侍應生引著他們上了樓,開了盡頭一扇包間門。
只一會兒就上了茶水,許心瞳看一眼,茶香裊裊,是獅峰龍井。
茶湯清澄,葉片鮮嫩完好,一看就是上品。
他這樣的身份地位,茶當然是最好的往上呈。
「酒喝嗎?82年的茅台。」他慢悠悠給她斟滿一杯。
細長的水流隨著他優雅高舉的動作精準匯入細小的杯口中,發出伶仃清脆的聲響。
卻像是有人拿一把尖刀在她耳邊刮劃著名金屬板,說不出的刺耳。
許心瞳冷笑:「你太看得起我了,這玩意兒我可消受不起,您留著自己喝吧。
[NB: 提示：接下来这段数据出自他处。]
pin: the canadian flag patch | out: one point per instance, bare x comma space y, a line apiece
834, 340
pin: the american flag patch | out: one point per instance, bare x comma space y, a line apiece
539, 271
」
他也不在意,只是很淺很淺地笑了笑。
這種漠然的態度讓許心瞳心生恨意,明明傷害了別人,他卻永遠都沒有心理負擔。
曾經一度,她很難理解周凜這樣的人。後來想明白了,他這種人,一出生就站在金字塔頂端,擁有別人窮極一生都得不到的資源,不管是容貌氣度還是能力,通通凌駕於他人之上,他根本不會共情不相干的人。他人的喜怒哀樂,通通與他不相干。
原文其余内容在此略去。